2 of 211 comments (clear)

  1. Free !== Freedom by cordovaCon83 · · Score: 3, Interesting

    A free press requires a free market solution. Any market that accepts government handouts is beholden to government interests, ergo any tax that subsidizes the industry is not in the interest of Freedom of the Press.

    Online magazines need to think harder about how to monetize their websites. Perhaps they could write up a Terms of Service that explicitly charges for sharing their links? It fits their argument - journalists as content creators are what add actual value to social media sites. Perhaps the social media sites should be following the same rules that newspapers and magazines have been for decades.

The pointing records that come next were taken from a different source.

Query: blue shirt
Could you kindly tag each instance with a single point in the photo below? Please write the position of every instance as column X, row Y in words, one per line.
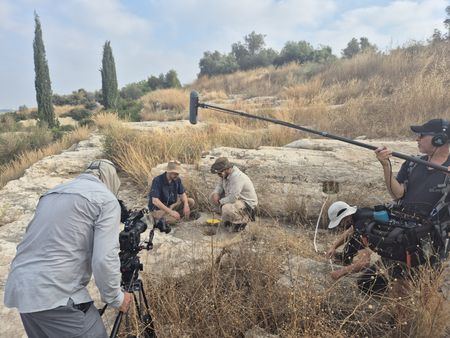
column 166, row 192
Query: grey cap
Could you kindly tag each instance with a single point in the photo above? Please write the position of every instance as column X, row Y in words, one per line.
column 220, row 165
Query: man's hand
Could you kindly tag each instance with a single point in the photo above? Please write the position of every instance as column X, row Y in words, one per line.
column 127, row 299
column 186, row 210
column 330, row 253
column 383, row 154
column 175, row 214
column 336, row 274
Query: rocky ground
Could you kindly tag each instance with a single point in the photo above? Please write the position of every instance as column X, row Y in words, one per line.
column 274, row 170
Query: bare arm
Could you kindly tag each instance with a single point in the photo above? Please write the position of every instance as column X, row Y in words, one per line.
column 186, row 209
column 340, row 240
column 396, row 189
column 361, row 262
column 157, row 202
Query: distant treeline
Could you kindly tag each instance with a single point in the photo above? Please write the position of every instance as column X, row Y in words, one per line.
column 252, row 53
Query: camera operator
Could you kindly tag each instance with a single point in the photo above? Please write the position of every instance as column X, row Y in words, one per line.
column 413, row 182
column 74, row 233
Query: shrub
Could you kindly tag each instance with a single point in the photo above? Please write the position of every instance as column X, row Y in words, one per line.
column 78, row 114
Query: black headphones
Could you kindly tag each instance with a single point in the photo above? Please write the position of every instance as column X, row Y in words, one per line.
column 441, row 138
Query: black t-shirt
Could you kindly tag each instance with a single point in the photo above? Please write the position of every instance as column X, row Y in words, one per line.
column 418, row 198
column 355, row 242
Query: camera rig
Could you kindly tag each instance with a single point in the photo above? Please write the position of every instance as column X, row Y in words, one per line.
column 135, row 223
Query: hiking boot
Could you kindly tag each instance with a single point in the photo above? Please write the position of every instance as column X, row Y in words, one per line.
column 194, row 215
column 238, row 227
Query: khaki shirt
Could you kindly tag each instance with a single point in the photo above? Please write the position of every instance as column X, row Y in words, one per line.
column 237, row 186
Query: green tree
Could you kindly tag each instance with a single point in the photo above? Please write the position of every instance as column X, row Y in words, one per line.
column 110, row 91
column 324, row 54
column 365, row 46
column 214, row 63
column 299, row 52
column 352, row 49
column 171, row 79
column 46, row 113
column 251, row 53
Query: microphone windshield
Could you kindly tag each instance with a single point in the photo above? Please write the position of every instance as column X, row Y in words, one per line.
column 193, row 107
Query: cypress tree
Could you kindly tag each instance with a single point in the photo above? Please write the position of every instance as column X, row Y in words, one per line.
column 110, row 90
column 42, row 82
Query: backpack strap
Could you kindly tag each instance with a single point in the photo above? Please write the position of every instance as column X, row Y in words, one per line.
column 411, row 166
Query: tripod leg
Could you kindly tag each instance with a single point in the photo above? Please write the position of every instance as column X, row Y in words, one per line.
column 145, row 316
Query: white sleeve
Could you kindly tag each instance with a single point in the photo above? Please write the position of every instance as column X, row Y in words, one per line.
column 105, row 255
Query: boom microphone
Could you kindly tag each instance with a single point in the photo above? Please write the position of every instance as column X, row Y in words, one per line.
column 193, row 107
column 193, row 110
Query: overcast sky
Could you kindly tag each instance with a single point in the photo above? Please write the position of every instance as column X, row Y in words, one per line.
column 149, row 37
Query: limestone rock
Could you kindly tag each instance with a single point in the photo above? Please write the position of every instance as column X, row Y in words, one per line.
column 301, row 175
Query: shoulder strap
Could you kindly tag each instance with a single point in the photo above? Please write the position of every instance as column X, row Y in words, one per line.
column 411, row 166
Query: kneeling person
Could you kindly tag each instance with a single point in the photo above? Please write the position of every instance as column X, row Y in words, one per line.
column 356, row 253
column 234, row 194
column 167, row 198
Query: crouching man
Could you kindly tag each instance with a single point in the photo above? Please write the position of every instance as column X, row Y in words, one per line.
column 167, row 198
column 234, row 195
column 74, row 233
column 355, row 256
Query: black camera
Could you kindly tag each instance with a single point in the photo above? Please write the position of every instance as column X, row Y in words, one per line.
column 130, row 237
column 163, row 226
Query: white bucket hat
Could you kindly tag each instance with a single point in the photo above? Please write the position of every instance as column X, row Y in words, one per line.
column 337, row 211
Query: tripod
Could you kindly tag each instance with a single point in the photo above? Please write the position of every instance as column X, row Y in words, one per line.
column 130, row 266
column 132, row 283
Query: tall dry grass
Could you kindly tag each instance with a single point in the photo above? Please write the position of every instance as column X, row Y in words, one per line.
column 377, row 95
column 15, row 169
column 258, row 82
column 138, row 152
column 164, row 105
column 239, row 289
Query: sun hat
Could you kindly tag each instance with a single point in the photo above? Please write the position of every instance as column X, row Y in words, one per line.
column 220, row 165
column 337, row 211
column 174, row 166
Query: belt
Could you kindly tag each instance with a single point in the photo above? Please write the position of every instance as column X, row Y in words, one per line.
column 83, row 306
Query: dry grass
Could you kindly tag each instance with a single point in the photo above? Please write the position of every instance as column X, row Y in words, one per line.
column 164, row 105
column 138, row 152
column 258, row 82
column 239, row 289
column 17, row 167
column 60, row 110
column 372, row 94
column 106, row 120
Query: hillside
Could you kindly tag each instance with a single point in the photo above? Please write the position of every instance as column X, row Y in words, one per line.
column 267, row 281
column 377, row 95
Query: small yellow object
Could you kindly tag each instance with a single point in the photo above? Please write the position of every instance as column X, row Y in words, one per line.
column 213, row 221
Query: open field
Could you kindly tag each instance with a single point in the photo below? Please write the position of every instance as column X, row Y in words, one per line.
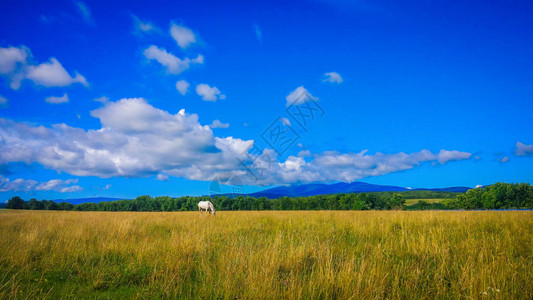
column 409, row 202
column 273, row 254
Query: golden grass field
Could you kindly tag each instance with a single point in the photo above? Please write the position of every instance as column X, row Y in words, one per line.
column 267, row 255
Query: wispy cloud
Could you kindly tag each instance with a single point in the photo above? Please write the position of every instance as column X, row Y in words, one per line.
column 182, row 86
column 209, row 93
column 14, row 66
column 142, row 27
column 138, row 140
column 24, row 185
column 57, row 100
column 173, row 64
column 183, row 36
column 218, row 124
column 299, row 96
column 333, row 77
column 85, row 12
column 523, row 149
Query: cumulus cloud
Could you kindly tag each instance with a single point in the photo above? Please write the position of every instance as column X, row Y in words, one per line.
column 504, row 159
column 173, row 64
column 102, row 99
column 209, row 93
column 139, row 140
column 24, row 185
column 182, row 86
column 285, row 121
column 333, row 166
column 135, row 140
column 141, row 27
column 162, row 177
column 53, row 74
column 218, row 124
column 182, row 35
column 333, row 77
column 3, row 102
column 299, row 96
column 523, row 149
column 15, row 66
column 85, row 12
column 57, row 100
column 13, row 62
column 446, row 156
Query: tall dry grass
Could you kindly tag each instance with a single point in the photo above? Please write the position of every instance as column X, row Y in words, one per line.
column 271, row 255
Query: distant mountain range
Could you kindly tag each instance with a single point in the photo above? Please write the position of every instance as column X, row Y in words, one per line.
column 338, row 188
column 301, row 190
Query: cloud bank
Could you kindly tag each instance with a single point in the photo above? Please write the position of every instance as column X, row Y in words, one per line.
column 15, row 66
column 139, row 140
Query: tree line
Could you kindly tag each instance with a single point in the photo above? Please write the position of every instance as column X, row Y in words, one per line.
column 496, row 196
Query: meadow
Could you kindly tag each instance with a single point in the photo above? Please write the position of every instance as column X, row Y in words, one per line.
column 267, row 254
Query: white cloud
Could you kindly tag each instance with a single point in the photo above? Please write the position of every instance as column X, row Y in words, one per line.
column 299, row 96
column 333, row 166
column 446, row 156
column 333, row 77
column 135, row 140
column 162, row 177
column 57, row 100
column 285, row 121
column 102, row 99
column 13, row 62
column 182, row 86
column 209, row 93
column 173, row 64
column 182, row 35
column 15, row 66
column 304, row 153
column 24, row 185
column 3, row 102
column 139, row 140
column 523, row 149
column 85, row 12
column 141, row 27
column 218, row 124
column 53, row 74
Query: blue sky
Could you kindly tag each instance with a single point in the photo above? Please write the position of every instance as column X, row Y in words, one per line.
column 121, row 99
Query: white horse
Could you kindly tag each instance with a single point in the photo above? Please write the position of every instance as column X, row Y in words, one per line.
column 206, row 205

  2. Re:A tax for journalism? by alvinrod · · Score: 3, Interesting

    The news agencies backed by Russia and other similar governments aren't dependent on getting views either. Don't be so quick to propose that model as a solution.

    The problem isn't that journalism is profit driven. Were that the case, this would have already happened decades ago when the news media was every bit as profit driven. In some ways it already did happen, but we look back at those good old days through a rose colored lens and neglect to remember that there was similar levels of sensationalism and partisanism. Look at something like the National Enquirer and tell me that fake news is a recent phenomena. The term "yellow journalism" dates back over a century. None of this is a new problem.

    The real issue is that the internet and a host of other technologies have made it incredibly inexpensive for anyone to do reporting, which means that the traditional news media is being squeezed by independent or small organizations that don't have the added expenses that old outfits have. When something becomes less expensive to produce, you naturally get more of it. Now there's hundreds of people offering hundreds of takes.

    If you want a conservative point of view, there are people who will provide that. If you want a liberal point of view, there're plenty of people to provide that as well. There's everything in between and even more extreme. If you're a batshit crazy loon, there's someone out there catering to that as well. They were always there, but it was a lot harder to distribute their little pamphlets or newsletters 30 years ago, whereas today they can broadcast to the entire world and powerful search engines and social media have made it easy for people to find what they're looking for.